Library to offer locks for laptops
Olin Library will soon take steps to prevent laptop burglary by making laptop locks available for checkout.
After last year’s spike in laptop thefts from the library, former Student Union Senator senior Eric Schwartz has been working with the library administration to find a solution to this problem. The thefts occur when students leave their computers unattended and take a break to head to the bathroom or to Whispers, the first-floor café.
Schwartz was the student liaison to the library last semester.
“One thing that was brought up by several people was that it would be nice if when you’re there working you could have some way to leave your laptops secure,” Schwartz said.
The library has already ordered a dozen laptop locks, according to Shirley Baker, vice chancellor for scholarly resources and dean of University libraries. These locks will be advertised the locks as part of a pilot program as soon as the shipment arrives, and if students use them, the library will order more.
The locks cost about $50 each and are funded through the library’s technology budget. They will be free for checkout from Olin Library’s circulation desk.
Some students are looking forward to the locks.
“It’s really inconvenient to have to take my laptop down to Whispers when I want to get some food,” freshman Taylor Docking said.
Others student cite the inconvenience of obtaining a lock as a potential hindrance to the program.
“If I had to go out of my way to obtain the lock, I wouldn’t use it,” freshman David Glaubke said.
Although they don’t want their laptops stolen, the vast majority of students interviewed are comfortable with leaving their belongings out in the library as long as there are people there to watch them.
“I trust my fellow students, that they would stop someone if someone was stealing something,” freshman Tim Cooney said.
Sophomore Mohit Harsh agreed.

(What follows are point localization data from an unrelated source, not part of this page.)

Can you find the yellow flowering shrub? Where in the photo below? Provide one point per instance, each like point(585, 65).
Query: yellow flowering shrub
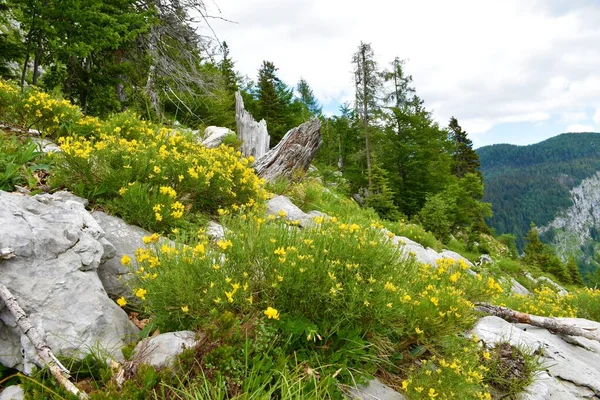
point(334, 289)
point(33, 108)
point(155, 177)
point(545, 302)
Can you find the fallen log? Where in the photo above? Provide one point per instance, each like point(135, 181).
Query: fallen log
point(60, 373)
point(552, 324)
point(295, 152)
point(254, 135)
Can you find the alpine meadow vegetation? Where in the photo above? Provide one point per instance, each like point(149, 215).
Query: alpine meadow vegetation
point(280, 311)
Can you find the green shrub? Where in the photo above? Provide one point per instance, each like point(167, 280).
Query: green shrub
point(335, 294)
point(19, 158)
point(155, 178)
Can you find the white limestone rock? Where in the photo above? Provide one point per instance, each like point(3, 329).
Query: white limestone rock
point(572, 364)
point(161, 350)
point(15, 392)
point(375, 390)
point(58, 247)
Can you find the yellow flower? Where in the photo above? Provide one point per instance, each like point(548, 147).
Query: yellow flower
point(270, 312)
point(151, 239)
point(141, 293)
point(224, 244)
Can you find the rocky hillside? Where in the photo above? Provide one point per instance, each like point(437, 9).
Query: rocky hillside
point(536, 183)
point(139, 262)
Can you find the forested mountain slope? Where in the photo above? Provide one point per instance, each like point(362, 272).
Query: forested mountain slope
point(531, 183)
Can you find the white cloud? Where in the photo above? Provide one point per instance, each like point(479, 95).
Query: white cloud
point(464, 60)
point(578, 128)
point(574, 116)
point(597, 117)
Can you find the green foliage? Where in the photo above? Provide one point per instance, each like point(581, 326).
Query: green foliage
point(532, 183)
point(466, 160)
point(307, 98)
point(457, 209)
point(380, 196)
point(543, 257)
point(155, 177)
point(18, 159)
point(275, 103)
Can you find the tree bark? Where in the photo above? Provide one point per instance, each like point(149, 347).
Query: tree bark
point(552, 324)
point(254, 135)
point(295, 152)
point(37, 61)
point(60, 373)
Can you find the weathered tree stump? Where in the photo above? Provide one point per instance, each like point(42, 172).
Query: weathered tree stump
point(254, 135)
point(60, 373)
point(295, 152)
point(549, 323)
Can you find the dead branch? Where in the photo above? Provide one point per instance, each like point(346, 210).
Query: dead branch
point(552, 324)
point(60, 373)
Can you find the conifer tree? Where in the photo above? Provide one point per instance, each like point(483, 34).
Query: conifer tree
point(574, 272)
point(227, 71)
point(367, 85)
point(465, 158)
point(533, 246)
point(307, 98)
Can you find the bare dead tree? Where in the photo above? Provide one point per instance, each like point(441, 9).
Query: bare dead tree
point(552, 324)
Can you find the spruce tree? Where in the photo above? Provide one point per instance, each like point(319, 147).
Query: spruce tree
point(226, 67)
point(465, 158)
point(307, 98)
point(534, 248)
point(574, 272)
point(367, 86)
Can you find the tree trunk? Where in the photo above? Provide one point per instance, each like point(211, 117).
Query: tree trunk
point(24, 73)
point(295, 152)
point(552, 324)
point(254, 135)
point(37, 61)
point(59, 372)
point(366, 120)
point(150, 82)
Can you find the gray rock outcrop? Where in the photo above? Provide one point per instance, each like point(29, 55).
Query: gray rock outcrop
point(125, 240)
point(375, 390)
point(160, 351)
point(572, 364)
point(279, 204)
point(15, 392)
point(58, 247)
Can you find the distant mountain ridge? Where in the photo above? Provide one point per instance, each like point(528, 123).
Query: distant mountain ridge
point(533, 183)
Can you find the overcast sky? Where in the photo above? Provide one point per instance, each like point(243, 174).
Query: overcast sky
point(511, 71)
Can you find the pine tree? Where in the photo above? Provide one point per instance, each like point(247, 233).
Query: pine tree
point(307, 98)
point(574, 272)
point(465, 158)
point(534, 247)
point(367, 85)
point(227, 71)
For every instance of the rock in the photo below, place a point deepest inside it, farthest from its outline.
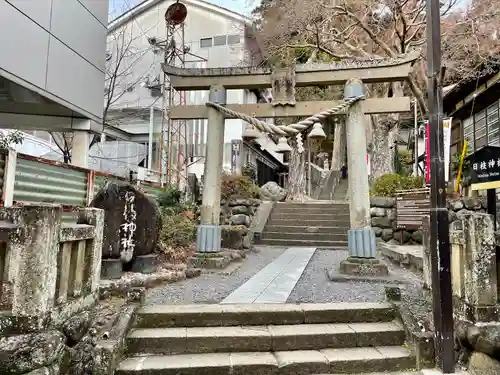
(238, 201)
(377, 231)
(193, 272)
(240, 219)
(384, 202)
(472, 203)
(24, 353)
(377, 211)
(406, 236)
(271, 191)
(240, 210)
(381, 222)
(76, 327)
(481, 364)
(134, 233)
(488, 340)
(456, 205)
(81, 357)
(391, 214)
(232, 236)
(386, 235)
(417, 236)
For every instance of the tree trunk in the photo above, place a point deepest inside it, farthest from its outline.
(384, 135)
(297, 174)
(339, 146)
(382, 153)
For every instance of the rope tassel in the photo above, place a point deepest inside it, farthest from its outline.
(292, 129)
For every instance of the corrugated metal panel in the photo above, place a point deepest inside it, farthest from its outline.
(41, 182)
(3, 158)
(100, 181)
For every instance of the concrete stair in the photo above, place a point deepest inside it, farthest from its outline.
(341, 192)
(308, 224)
(266, 339)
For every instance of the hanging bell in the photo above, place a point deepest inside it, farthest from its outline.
(317, 132)
(250, 132)
(283, 145)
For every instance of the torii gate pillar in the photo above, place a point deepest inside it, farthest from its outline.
(208, 238)
(361, 238)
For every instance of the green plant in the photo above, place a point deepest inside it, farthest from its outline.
(388, 184)
(170, 196)
(9, 139)
(240, 186)
(178, 229)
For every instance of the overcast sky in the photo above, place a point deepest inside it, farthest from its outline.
(116, 7)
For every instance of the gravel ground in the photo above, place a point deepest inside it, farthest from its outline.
(315, 287)
(213, 287)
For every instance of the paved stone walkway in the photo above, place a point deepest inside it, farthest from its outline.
(275, 282)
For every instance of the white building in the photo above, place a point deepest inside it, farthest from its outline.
(52, 68)
(214, 37)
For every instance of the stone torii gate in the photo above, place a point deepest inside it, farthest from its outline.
(352, 74)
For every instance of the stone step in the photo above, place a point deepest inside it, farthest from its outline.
(287, 221)
(307, 229)
(307, 216)
(313, 206)
(326, 361)
(271, 235)
(214, 315)
(303, 243)
(195, 340)
(310, 211)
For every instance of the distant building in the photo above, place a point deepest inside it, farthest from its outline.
(214, 37)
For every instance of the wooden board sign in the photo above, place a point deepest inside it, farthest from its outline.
(410, 210)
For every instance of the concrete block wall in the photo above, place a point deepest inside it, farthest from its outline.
(50, 269)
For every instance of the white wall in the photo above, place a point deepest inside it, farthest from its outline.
(58, 47)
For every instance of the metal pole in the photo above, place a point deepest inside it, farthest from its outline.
(439, 225)
(150, 139)
(415, 142)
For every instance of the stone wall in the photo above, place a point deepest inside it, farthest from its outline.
(383, 213)
(236, 218)
(49, 289)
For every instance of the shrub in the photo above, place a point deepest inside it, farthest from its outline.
(178, 230)
(238, 186)
(388, 184)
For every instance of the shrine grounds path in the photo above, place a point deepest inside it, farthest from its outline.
(313, 284)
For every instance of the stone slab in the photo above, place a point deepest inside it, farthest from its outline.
(262, 338)
(145, 263)
(209, 315)
(111, 269)
(208, 260)
(351, 361)
(275, 282)
(404, 255)
(360, 268)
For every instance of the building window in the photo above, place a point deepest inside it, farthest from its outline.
(233, 39)
(220, 40)
(206, 43)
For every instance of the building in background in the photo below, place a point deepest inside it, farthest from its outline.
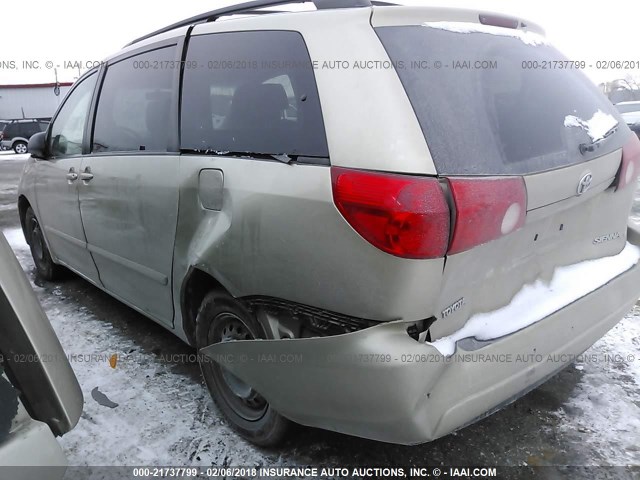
(31, 101)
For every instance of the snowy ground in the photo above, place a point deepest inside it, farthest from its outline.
(589, 414)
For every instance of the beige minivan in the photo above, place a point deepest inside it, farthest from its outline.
(381, 220)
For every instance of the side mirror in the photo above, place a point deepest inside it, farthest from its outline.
(37, 145)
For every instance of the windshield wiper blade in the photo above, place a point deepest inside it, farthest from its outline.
(227, 153)
(595, 144)
(283, 158)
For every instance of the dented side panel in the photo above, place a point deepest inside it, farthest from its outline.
(381, 384)
(278, 234)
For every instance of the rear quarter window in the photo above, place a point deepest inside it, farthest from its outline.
(488, 107)
(251, 92)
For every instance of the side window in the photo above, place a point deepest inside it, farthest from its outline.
(134, 107)
(252, 92)
(68, 128)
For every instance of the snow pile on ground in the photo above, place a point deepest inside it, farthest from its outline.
(539, 300)
(11, 157)
(604, 409)
(15, 237)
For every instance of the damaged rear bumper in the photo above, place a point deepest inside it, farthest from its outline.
(381, 384)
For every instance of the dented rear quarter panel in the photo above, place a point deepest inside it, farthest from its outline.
(280, 235)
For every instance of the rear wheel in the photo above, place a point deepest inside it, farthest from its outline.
(20, 147)
(221, 318)
(39, 251)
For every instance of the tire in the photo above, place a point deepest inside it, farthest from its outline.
(45, 267)
(20, 147)
(222, 318)
(9, 402)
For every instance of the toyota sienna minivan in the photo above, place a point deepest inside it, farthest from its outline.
(335, 206)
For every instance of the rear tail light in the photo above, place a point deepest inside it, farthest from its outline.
(409, 217)
(630, 166)
(403, 215)
(486, 209)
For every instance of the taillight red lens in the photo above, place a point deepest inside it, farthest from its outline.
(403, 215)
(486, 209)
(630, 167)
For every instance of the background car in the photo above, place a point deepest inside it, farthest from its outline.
(16, 134)
(40, 397)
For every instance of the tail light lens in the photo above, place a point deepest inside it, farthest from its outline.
(486, 209)
(403, 215)
(630, 167)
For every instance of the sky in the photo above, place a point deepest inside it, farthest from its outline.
(74, 31)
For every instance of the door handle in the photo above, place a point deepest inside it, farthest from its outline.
(72, 176)
(86, 176)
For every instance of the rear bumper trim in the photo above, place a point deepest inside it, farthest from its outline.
(381, 384)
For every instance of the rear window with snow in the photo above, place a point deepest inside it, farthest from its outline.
(496, 101)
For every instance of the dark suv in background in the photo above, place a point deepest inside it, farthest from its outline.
(16, 133)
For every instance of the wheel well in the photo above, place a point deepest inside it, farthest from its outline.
(195, 287)
(23, 205)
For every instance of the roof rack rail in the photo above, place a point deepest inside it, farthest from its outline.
(253, 8)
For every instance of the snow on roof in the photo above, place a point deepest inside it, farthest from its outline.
(529, 38)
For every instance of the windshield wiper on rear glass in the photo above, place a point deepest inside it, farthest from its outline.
(595, 144)
(283, 158)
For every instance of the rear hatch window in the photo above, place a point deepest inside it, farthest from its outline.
(496, 101)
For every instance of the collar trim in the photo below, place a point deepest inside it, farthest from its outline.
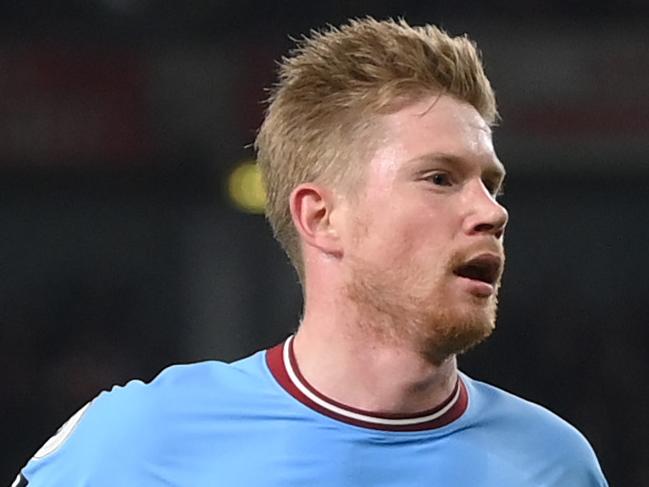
(283, 366)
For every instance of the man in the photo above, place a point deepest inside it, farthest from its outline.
(382, 187)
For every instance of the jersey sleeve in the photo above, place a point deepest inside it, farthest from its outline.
(109, 441)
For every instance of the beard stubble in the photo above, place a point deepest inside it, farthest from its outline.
(405, 306)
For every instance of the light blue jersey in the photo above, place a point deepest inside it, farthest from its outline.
(257, 422)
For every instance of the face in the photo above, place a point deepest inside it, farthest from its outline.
(423, 236)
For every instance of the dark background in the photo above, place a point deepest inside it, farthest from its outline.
(121, 254)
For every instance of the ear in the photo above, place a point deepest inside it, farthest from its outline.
(312, 208)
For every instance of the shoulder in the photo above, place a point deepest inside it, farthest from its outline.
(124, 431)
(533, 429)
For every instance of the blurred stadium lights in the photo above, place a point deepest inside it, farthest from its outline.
(246, 189)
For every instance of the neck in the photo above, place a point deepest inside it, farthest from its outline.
(345, 364)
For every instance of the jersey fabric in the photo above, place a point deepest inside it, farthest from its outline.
(257, 422)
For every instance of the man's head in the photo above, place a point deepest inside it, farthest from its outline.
(382, 182)
(321, 124)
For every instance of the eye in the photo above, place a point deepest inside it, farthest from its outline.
(440, 179)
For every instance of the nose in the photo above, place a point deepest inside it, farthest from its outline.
(486, 216)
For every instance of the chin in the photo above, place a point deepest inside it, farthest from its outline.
(443, 334)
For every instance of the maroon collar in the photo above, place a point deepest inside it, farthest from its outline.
(282, 364)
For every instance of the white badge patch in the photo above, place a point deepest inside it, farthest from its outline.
(55, 442)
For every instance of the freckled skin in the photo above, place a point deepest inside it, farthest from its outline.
(427, 204)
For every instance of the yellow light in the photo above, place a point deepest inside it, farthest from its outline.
(246, 189)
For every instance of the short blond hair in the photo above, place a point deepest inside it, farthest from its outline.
(332, 85)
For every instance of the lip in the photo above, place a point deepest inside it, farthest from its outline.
(485, 268)
(479, 289)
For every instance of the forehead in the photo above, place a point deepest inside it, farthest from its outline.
(437, 127)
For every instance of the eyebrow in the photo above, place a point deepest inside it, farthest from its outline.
(494, 169)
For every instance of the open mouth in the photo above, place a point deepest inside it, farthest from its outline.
(484, 268)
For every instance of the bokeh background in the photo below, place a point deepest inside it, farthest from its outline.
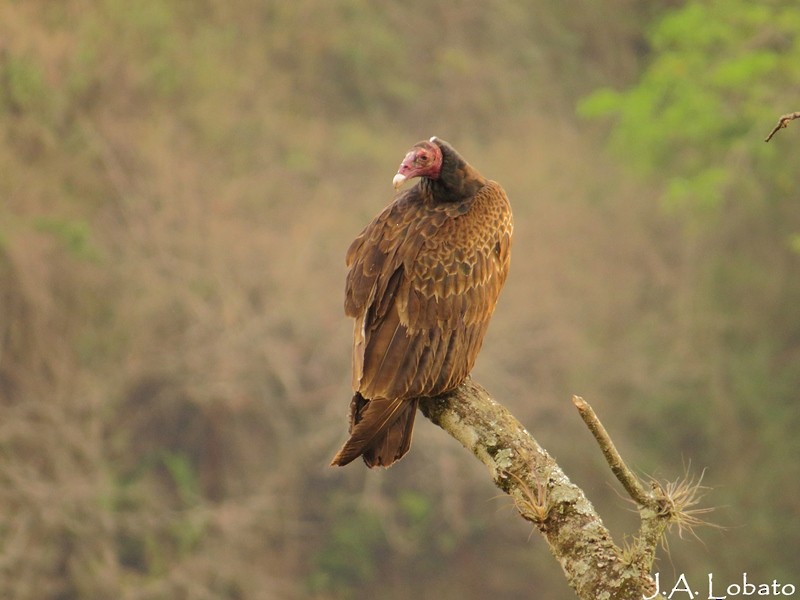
(179, 181)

He said that he wouldn’t use the locks because laptop theft has not affected him personally. “I haven’t had a problem with it yet, which is probably bad reasoning, but I have enough faith in the Wash. U. community to leave my stuff,” he said.
Freshman Rose Miller has another idea about why students are accustomed to leaving their belongings unprotected.
“I think people will just assume that people won’t steal them because we go to Wash. U.,” Miller said. “Most people have their own computers, so why would they take yours?”
When it comes down to it, the number of students using the locks will depend on how much students value their belongings, according to Schwartz.
“The basic stance is always, you know, the library is open. If you’re going to leave your stuff, you do that at your own risk,” Schwartz said. “If you walk away and go to the bathroom, or whatever, it’s not the library’s responsibility.”